21 Rzekł im zasię Jezus: Pokój wam; jako mię posłał Ojciec, tak i ja was posyłam.
22 A to rzekłszy tchnął na nie i rzekł im: Weźmijcie Ducha Świętego.
23 Którymkolwiek grzechy odpuścicie, są im odpuszczone, a którymkolwiek zatrzymacie, są zatrzymane.
24 A Tomasz, jeden ze dwunastu, którego zowią Dydymus, nie był z nimi, gdy był przyszedł Jezus.
25 I rzekli mu drudzy uczniowie: Widzieliśmy Pana. Ale im on rzekł: Jeźli nie ujrzę w ręku jego znaków gwoździ, a nie włożę palca mego w znaki gwoździ, a nie włożę ręki mojej w bok jego, nie uwierzę.
26 A po ośmiu dniach byli zasię uczniowie jego w domu, i Tomasz z nimi. I przyszedł Jezus, gdy były drzwi zamknięte, a stanął w pośrodku nich, i rzekł: Pokój wam!
27 Potem rzekł Tomaszowi: Włóż sam palec twój, a oglądaj ręce moje i ściągnij rękę twoję, i włóż ją w bok mój, a nie bądź niewiernym, ale wiernym.
28 Tedy odpowiedział Tomasz i rzekł mu: Panie mój, i Boże mój!
29 Rzekł mu Jezus: Żeś mię ujrzał, Tomaszu, uwierzyłeś; błogosławieni którzy nie widzieli, a uwierzyli.
30 Wieleć i innych cudów uczynił Jezus przed oczyma uczniów swoich, które nie są napisane w tych księgach.
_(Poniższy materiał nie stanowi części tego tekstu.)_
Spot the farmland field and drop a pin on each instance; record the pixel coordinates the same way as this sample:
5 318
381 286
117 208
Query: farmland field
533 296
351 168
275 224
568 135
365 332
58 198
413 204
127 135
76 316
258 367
31 Ale te są napisane, abyście wy wierzyli, że Jezus jest Chrystus, Syn Boży, a żebyście wierząc żywot mieli w imieniu jego.
Exodus 12:16
16 W tenże dzień pierwszy będzie zebranie święte, także dnia siódmego zgromadzenie święte mieć będziecie; żadnej roboty nie będziecie w nich czynić, oprócz tego, czego każdy do jedzenia używa, to samo gotować będziecie.
1 Corinthians 16:2
2 Każdego pierwszego dnia w tygodniu każdy z was niech odkłada u siebie, zbierając według tego, jako mu się powodzi, aby nie dopiero, gdy przyjdę, składania czynione były.